Dustfinger's surprising answer forced Farid into enough movement so that he could effectively land an incredulous stare, "I thought you didn't want to travel anymore?"

"I told you before. I missed you, missed the fire. I didn't think I would, when I got back to my old life, but I'm… it's not… me anymore," the Fire-Dancer explained. "So, travel or settle somewhere, it's your choice, but I'm staying with you."

Farid frowned. "For now? You won't just go back to her when you grow tired of travelling? Or of me?"

Dustfinger could do nothing but laugh at that. "I honestly don't think I can be tired of you. I tend to be rather fond of those whom I'm willing to die for." He assured the boy, hands once again dragging through scraggly black hair. "As for the travelling, you'll want a break, too, eventually, and I'll still stay with you. Roxane and I, we've changed. Things aren't the same between us. My daughter's nearly grown and barely knows me – you probably know her better than I do. I'm not needed there."

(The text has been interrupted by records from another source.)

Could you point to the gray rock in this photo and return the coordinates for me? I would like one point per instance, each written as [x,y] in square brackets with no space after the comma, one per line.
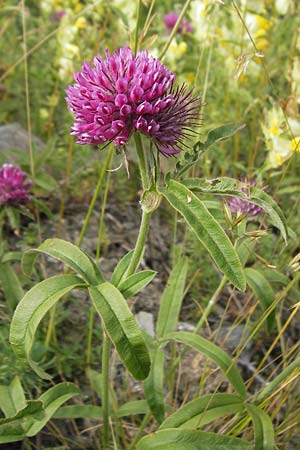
[14,135]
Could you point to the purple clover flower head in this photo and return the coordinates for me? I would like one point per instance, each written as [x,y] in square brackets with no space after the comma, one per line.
[13,188]
[126,93]
[238,205]
[170,20]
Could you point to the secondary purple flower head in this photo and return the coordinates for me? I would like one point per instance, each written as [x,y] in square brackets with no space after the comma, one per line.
[13,187]
[170,20]
[126,93]
[243,206]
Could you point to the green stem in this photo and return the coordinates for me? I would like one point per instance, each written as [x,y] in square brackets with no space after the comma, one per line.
[141,160]
[140,244]
[174,31]
[90,336]
[140,430]
[105,389]
[137,27]
[95,195]
[204,316]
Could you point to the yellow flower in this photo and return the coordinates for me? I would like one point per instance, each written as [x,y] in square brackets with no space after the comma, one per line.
[177,50]
[80,23]
[295,144]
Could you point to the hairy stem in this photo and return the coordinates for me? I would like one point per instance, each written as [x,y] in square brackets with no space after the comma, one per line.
[105,389]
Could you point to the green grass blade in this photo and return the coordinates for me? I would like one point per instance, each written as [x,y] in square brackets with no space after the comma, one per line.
[154,387]
[52,401]
[263,428]
[263,291]
[172,299]
[11,285]
[214,353]
[31,310]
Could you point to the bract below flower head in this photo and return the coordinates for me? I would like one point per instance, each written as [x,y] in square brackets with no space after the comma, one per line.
[14,190]
[126,93]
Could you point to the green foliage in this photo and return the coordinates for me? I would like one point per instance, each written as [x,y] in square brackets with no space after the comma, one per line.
[122,328]
[207,230]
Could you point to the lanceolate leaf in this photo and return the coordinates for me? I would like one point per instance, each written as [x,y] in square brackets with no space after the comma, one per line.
[263,428]
[214,136]
[214,353]
[208,231]
[232,187]
[14,428]
[204,405]
[12,398]
[69,254]
[136,282]
[31,310]
[154,387]
[172,299]
[122,328]
[176,439]
[119,274]
[263,291]
[52,401]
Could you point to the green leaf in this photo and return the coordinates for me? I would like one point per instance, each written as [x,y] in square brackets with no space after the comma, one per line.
[122,328]
[232,187]
[12,398]
[52,401]
[133,408]
[13,429]
[31,310]
[263,291]
[200,407]
[263,428]
[78,412]
[214,136]
[119,274]
[221,133]
[174,439]
[69,254]
[154,385]
[136,282]
[11,285]
[172,299]
[214,353]
[207,230]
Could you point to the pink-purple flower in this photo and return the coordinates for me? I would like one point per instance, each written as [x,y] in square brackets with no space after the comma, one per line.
[238,205]
[123,94]
[170,20]
[14,189]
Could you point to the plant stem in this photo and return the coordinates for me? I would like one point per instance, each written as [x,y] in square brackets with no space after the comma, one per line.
[105,389]
[140,244]
[137,27]
[140,430]
[141,160]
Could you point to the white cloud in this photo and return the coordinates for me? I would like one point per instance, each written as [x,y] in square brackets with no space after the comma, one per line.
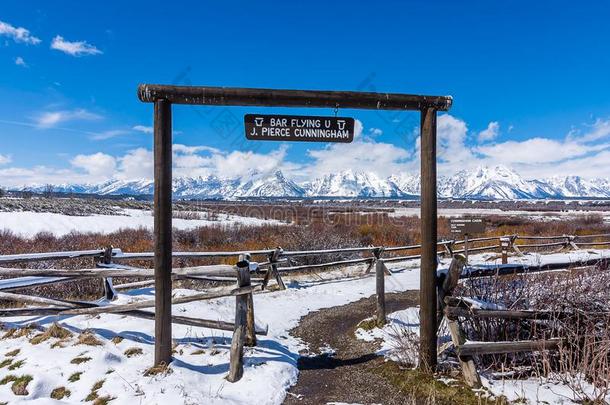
[490,133]
[20,62]
[51,119]
[363,154]
[579,153]
[76,48]
[96,165]
[136,164]
[5,159]
[144,129]
[18,34]
[375,131]
[537,150]
[100,136]
[599,130]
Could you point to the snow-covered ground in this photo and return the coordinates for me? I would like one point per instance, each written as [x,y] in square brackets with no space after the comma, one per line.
[28,224]
[533,215]
[530,391]
[201,354]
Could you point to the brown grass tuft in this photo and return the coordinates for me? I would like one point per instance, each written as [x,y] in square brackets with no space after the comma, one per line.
[89,339]
[133,351]
[60,392]
[54,331]
[162,369]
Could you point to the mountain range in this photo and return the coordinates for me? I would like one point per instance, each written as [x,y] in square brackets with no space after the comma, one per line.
[488,183]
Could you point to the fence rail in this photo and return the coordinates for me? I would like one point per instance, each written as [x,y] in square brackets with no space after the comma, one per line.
[110,262]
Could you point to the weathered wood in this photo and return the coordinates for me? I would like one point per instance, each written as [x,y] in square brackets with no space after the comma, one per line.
[180,320]
[163,230]
[135,284]
[449,283]
[515,268]
[217,270]
[323,265]
[455,312]
[186,255]
[34,257]
[204,95]
[504,248]
[480,348]
[427,297]
[380,293]
[29,299]
[272,271]
[469,369]
[236,364]
[244,282]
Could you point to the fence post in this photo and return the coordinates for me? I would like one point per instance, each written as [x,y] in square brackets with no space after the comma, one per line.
[250,325]
[109,291]
[380,290]
[504,246]
[273,259]
[163,230]
[236,366]
[429,238]
[513,239]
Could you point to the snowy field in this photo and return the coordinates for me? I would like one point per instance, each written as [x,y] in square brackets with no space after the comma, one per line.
[201,354]
[533,215]
[28,224]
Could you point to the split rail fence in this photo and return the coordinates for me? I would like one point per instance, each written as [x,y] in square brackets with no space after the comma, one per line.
[251,277]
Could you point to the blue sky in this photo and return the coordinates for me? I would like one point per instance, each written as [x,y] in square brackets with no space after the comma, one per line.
[529,79]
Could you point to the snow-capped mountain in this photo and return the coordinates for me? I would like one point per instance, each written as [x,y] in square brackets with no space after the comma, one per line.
[491,183]
[352,184]
[275,185]
[497,182]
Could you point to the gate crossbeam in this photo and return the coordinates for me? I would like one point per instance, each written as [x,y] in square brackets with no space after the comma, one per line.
[164,96]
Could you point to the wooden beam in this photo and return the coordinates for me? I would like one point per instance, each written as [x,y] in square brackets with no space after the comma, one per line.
[469,369]
[427,297]
[225,96]
[480,348]
[236,363]
[380,293]
[163,230]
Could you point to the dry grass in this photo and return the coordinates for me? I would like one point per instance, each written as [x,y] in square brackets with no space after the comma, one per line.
[14,333]
[89,339]
[117,339]
[13,353]
[161,369]
[60,393]
[54,331]
[74,377]
[133,351]
[581,301]
[20,383]
[80,360]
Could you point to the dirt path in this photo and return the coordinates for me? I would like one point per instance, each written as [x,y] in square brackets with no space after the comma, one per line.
[352,374]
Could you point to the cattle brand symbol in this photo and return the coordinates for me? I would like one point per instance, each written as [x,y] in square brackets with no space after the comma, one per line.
[298,128]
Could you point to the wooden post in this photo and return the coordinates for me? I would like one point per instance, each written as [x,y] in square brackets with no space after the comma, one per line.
[109,291]
[427,297]
[380,289]
[445,289]
[163,231]
[273,259]
[469,369]
[236,366]
[466,247]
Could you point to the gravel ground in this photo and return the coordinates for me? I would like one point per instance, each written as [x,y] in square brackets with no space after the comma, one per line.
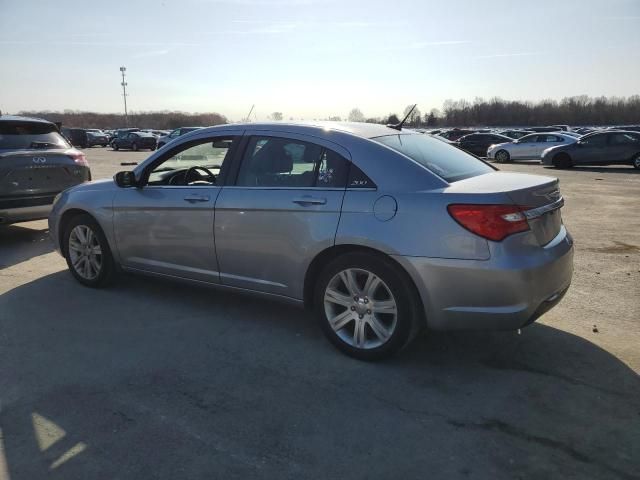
[153,380]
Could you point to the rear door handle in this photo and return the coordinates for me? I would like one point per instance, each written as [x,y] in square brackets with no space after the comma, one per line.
[197,198]
[307,200]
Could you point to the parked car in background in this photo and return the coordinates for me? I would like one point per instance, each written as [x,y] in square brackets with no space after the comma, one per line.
[528,147]
[97,138]
[573,134]
[36,164]
[514,134]
[178,132]
[607,148]
[455,133]
[544,129]
[479,143]
[627,128]
[314,217]
[76,136]
[584,130]
[135,141]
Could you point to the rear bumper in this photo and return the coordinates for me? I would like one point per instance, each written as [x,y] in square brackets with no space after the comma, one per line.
[24,214]
[500,293]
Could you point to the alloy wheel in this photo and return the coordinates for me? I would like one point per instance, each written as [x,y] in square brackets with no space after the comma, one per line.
[360,308]
[85,252]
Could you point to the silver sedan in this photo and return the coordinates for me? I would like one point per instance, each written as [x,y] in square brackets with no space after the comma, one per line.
[529,147]
[382,232]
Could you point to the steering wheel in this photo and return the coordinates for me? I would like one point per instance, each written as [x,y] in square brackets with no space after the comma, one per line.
[184,178]
[194,171]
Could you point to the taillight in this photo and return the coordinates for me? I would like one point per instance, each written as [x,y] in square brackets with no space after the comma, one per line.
[78,158]
[493,222]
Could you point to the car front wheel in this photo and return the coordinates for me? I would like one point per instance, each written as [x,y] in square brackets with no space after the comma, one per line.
[365,306]
[87,252]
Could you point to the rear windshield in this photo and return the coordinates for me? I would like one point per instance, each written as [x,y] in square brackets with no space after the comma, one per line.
[21,135]
[446,161]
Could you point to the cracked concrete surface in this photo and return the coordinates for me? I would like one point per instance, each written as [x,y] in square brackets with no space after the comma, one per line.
[153,380]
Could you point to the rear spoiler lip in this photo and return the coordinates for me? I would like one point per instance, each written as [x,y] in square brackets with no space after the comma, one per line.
[539,211]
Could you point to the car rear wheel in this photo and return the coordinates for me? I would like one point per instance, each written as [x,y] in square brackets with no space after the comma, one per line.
[365,306]
[87,252]
[562,160]
[502,156]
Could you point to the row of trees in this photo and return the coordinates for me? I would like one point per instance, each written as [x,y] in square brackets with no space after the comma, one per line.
[579,110]
[164,120]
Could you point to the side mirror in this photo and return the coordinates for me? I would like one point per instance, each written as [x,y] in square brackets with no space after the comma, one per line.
[125,179]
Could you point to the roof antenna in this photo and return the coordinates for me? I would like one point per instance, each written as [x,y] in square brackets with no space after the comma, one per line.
[398,126]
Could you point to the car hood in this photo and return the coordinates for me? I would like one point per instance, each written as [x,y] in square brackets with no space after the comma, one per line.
[95,185]
[496,145]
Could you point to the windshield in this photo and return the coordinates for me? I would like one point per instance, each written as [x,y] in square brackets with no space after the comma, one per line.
[22,135]
[450,163]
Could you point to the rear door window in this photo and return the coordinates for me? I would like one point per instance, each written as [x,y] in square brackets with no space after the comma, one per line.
[283,162]
[25,135]
[449,163]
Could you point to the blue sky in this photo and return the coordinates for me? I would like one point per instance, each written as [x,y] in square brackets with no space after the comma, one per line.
[311,58]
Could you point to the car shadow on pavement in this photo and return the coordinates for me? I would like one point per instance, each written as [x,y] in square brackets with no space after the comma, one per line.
[154,380]
[597,169]
[19,243]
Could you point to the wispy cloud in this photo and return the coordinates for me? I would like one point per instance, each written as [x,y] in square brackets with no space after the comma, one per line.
[504,55]
[624,17]
[98,44]
[438,43]
[152,53]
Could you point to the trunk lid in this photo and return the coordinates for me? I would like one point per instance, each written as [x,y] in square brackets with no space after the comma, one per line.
[539,196]
[36,171]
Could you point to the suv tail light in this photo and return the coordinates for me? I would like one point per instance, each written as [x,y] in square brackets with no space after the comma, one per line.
[78,158]
[493,222]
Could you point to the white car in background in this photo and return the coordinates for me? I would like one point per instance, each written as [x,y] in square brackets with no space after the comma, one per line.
[528,147]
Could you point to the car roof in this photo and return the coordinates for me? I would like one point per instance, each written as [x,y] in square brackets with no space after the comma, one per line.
[363,130]
[19,118]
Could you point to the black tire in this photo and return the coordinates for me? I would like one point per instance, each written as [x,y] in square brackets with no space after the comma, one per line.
[106,272]
[395,280]
[562,160]
[502,156]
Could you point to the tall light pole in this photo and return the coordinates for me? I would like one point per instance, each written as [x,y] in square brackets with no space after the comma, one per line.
[124,95]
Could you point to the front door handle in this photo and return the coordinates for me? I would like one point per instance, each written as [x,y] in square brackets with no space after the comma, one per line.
[308,200]
[197,198]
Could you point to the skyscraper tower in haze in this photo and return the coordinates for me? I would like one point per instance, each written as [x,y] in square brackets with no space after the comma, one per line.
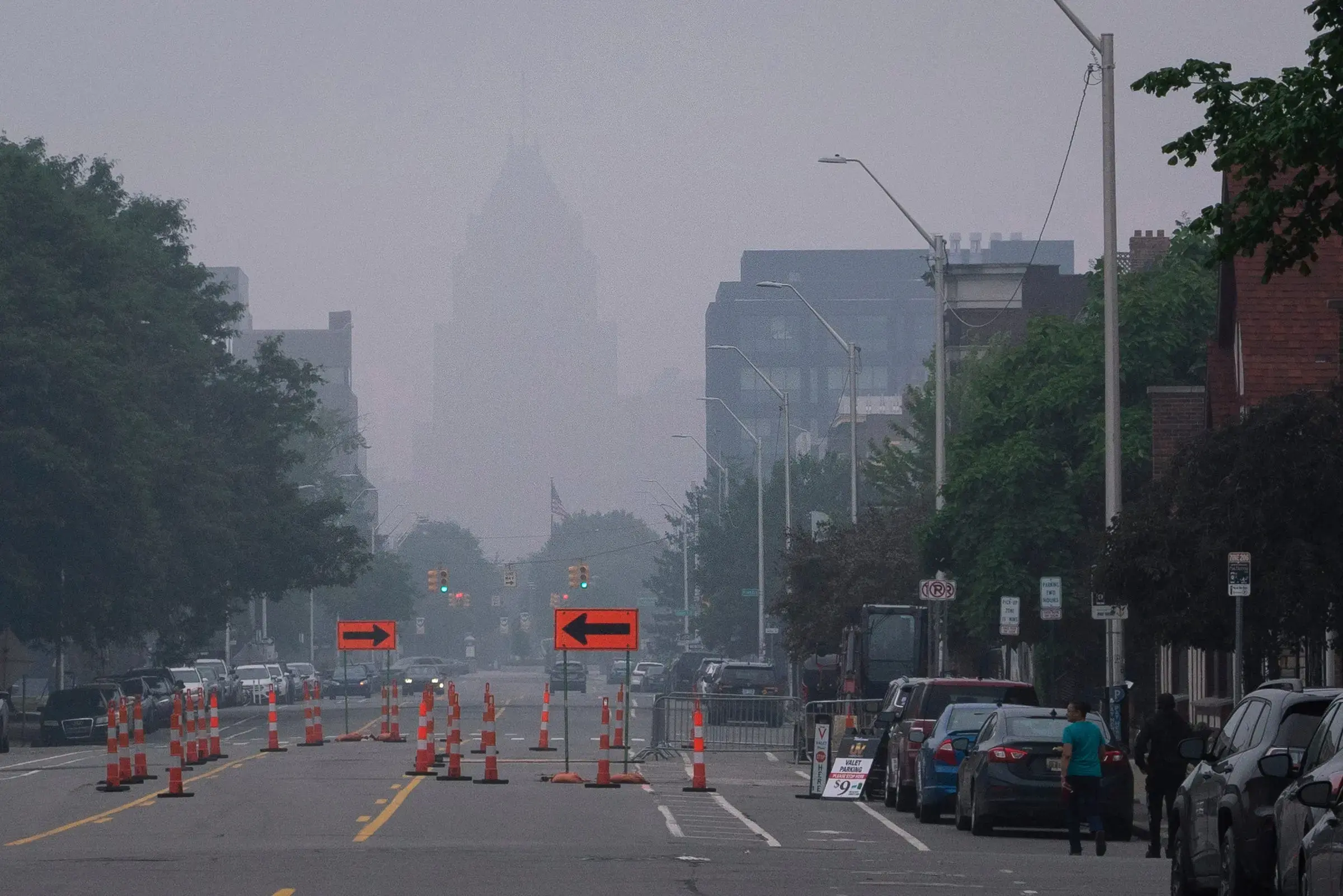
[524,373]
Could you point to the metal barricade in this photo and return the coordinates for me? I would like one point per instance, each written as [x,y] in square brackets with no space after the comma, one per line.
[732,723]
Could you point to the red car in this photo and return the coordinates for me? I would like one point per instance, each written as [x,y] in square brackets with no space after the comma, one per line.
[922,711]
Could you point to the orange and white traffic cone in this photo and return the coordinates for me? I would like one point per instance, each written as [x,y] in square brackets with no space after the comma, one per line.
[603,750]
[112,784]
[214,729]
[175,757]
[140,766]
[699,781]
[273,729]
[454,740]
[395,736]
[492,759]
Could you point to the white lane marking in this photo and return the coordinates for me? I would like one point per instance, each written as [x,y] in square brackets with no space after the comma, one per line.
[736,813]
[29,762]
[670,820]
[910,838]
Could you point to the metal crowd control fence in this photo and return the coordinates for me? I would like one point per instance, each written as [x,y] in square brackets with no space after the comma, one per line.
[731,723]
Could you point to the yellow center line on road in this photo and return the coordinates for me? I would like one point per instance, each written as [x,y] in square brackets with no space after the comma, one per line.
[371,828]
[143,801]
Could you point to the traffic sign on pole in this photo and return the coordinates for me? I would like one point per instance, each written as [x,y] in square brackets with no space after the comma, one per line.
[366,635]
[597,629]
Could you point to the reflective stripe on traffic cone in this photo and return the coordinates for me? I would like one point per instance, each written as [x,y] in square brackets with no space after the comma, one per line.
[214,729]
[273,729]
[492,761]
[112,784]
[140,767]
[175,754]
[699,781]
[603,750]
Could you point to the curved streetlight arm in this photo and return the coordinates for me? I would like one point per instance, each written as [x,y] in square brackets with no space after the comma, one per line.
[744,428]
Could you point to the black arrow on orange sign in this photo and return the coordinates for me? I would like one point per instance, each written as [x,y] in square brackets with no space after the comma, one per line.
[378,636]
[579,628]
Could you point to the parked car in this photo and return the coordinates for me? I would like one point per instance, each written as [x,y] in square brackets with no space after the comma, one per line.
[1011,777]
[256,683]
[941,754]
[1224,809]
[74,715]
[649,676]
[575,676]
[1294,818]
[926,703]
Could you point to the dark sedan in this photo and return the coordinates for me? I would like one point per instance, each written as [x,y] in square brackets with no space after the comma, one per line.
[1011,777]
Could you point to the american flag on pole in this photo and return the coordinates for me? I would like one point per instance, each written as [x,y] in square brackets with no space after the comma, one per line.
[556,504]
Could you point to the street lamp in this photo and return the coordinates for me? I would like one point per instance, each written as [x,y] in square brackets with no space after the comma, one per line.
[1114,498]
[723,471]
[759,527]
[853,395]
[787,444]
[939,276]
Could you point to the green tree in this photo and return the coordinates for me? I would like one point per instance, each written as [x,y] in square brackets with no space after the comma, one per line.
[1271,484]
[1279,139]
[144,472]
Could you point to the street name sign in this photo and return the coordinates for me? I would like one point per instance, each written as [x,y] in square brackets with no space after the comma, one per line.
[1051,598]
[366,635]
[1009,616]
[938,590]
[593,629]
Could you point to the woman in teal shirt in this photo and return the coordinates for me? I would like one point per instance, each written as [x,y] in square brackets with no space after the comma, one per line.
[1083,749]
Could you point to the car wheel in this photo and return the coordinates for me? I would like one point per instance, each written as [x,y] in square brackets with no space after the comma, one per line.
[979,824]
[1232,879]
[1182,878]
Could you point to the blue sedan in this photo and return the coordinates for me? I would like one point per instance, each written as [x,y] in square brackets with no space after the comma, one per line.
[935,776]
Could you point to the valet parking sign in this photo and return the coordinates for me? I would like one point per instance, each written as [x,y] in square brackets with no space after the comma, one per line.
[851,769]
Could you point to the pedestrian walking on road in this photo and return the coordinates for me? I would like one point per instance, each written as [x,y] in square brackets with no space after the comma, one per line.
[1083,747]
[1157,756]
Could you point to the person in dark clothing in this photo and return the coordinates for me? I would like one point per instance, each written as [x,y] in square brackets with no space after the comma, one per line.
[1157,754]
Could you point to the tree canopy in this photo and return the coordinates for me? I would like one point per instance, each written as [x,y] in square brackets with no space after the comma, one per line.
[145,475]
[1279,139]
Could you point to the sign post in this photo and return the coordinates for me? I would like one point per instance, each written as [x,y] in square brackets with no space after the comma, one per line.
[1239,588]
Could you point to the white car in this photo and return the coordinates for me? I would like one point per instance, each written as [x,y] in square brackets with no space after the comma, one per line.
[256,683]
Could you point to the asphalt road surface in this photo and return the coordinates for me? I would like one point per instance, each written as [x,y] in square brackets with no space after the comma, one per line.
[344,820]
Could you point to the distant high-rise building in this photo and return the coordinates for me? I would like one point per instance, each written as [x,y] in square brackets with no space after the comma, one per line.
[524,373]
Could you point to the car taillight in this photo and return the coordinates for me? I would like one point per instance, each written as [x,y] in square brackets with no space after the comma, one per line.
[1006,754]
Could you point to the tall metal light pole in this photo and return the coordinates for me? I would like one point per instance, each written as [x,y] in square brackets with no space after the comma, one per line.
[759,528]
[939,276]
[787,444]
[853,395]
[1114,499]
[723,471]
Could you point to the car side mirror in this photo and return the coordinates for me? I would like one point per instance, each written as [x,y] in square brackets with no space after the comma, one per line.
[1193,750]
[1318,794]
[1276,766]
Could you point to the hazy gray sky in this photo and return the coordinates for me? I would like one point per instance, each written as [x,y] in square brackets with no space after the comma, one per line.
[336,151]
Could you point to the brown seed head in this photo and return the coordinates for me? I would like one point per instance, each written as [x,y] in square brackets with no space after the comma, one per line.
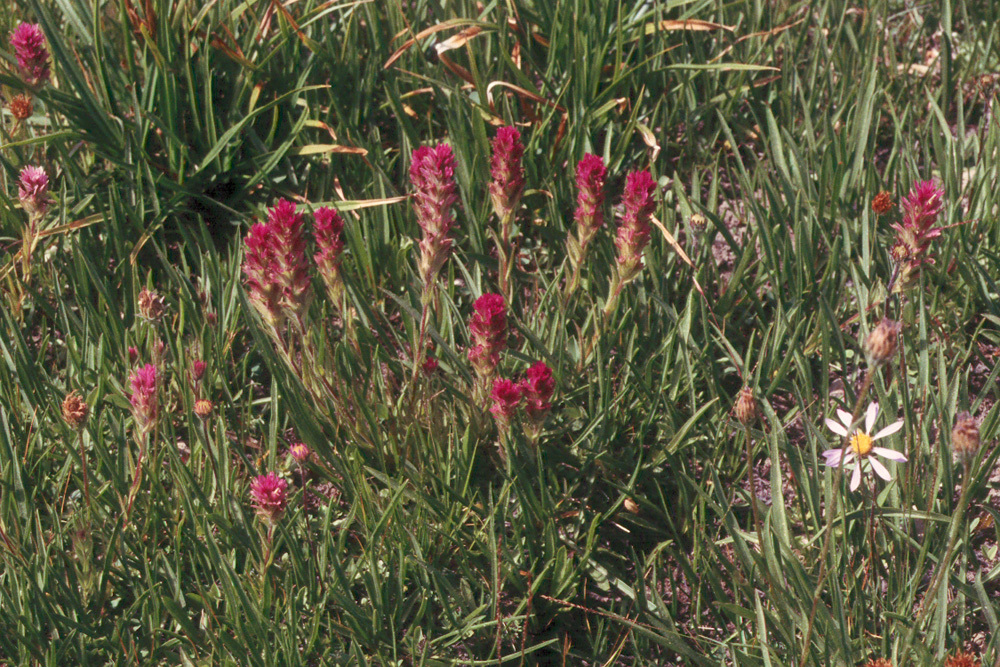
[961,659]
[21,107]
[745,409]
[882,203]
[965,437]
[75,410]
[203,408]
[883,341]
[151,305]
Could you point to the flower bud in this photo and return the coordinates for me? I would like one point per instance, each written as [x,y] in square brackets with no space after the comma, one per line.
[965,437]
[883,341]
[745,409]
[75,410]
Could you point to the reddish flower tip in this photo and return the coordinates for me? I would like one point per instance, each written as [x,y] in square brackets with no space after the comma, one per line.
[270,494]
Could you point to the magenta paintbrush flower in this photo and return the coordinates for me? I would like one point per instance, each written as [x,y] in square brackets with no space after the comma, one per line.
[274,265]
[920,209]
[537,388]
[634,228]
[33,190]
[270,494]
[508,176]
[32,56]
[590,174]
[329,248]
[432,175]
[488,326]
[506,397]
[144,399]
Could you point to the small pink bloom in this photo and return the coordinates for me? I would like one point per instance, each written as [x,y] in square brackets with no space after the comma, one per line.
[488,326]
[506,397]
[144,400]
[537,389]
[299,451]
[270,494]
[329,242]
[432,175]
[33,189]
[505,168]
[634,229]
[32,56]
[590,173]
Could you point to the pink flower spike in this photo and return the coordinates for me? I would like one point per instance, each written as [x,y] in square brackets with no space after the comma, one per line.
[507,172]
[270,494]
[32,56]
[634,229]
[145,404]
[33,189]
[590,173]
[537,388]
[506,397]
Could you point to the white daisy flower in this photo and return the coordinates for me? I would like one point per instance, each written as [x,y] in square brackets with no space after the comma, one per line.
[861,447]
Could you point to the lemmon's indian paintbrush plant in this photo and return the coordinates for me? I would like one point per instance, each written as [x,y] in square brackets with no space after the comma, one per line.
[329,248]
[277,276]
[432,175]
[589,216]
[920,210]
[32,56]
[632,238]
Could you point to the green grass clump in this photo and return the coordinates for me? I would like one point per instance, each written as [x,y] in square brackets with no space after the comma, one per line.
[183,313]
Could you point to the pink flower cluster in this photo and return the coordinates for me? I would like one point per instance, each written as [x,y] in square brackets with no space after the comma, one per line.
[488,326]
[634,229]
[329,249]
[33,190]
[535,392]
[920,208]
[32,56]
[144,399]
[508,175]
[432,175]
[274,266]
[590,174]
[270,494]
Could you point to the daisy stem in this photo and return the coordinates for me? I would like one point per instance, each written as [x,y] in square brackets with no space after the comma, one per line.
[831,510]
[751,480]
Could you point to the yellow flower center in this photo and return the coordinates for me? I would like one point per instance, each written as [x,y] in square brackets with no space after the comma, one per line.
[861,443]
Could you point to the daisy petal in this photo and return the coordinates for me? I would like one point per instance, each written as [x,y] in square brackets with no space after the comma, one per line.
[870,418]
[890,454]
[880,470]
[889,430]
[836,428]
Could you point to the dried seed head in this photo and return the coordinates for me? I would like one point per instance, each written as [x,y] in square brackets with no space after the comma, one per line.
[21,107]
[745,409]
[965,437]
[151,305]
[203,408]
[883,341]
[75,410]
[882,203]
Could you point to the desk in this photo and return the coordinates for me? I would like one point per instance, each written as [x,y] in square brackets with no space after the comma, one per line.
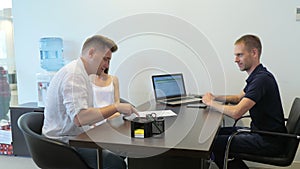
[178,145]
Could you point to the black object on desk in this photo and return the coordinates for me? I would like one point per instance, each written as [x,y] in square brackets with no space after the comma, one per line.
[18,141]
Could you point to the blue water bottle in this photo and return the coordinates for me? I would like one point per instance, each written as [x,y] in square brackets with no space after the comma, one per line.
[51,49]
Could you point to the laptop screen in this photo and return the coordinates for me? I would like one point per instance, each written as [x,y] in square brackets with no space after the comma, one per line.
[168,85]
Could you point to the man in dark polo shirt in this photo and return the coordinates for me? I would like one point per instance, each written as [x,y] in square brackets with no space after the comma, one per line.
[260,97]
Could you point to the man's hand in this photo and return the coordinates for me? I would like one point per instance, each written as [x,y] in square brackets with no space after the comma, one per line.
[208,99]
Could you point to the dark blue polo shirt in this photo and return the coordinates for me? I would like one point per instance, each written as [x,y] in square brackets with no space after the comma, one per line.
[267,113]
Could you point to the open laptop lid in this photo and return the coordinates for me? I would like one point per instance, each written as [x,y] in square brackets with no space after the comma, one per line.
[168,86]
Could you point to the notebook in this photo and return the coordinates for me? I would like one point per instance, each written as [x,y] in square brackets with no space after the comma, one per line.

"And you're needed here?" Farid pressed on. His own fingers, warm and back to their normal color now as opposed to a pale blue, moved over Dustfinger's chest of their own free will, tracing the outlines of scars that had been erased.

"I have a pretty good feeling that I'm wanted here," Dustfinger smiled, once again leaning down to brush his lips over Farid's, and he was rather glad to see that they were no longer residually tinged blue. "Aren't I?"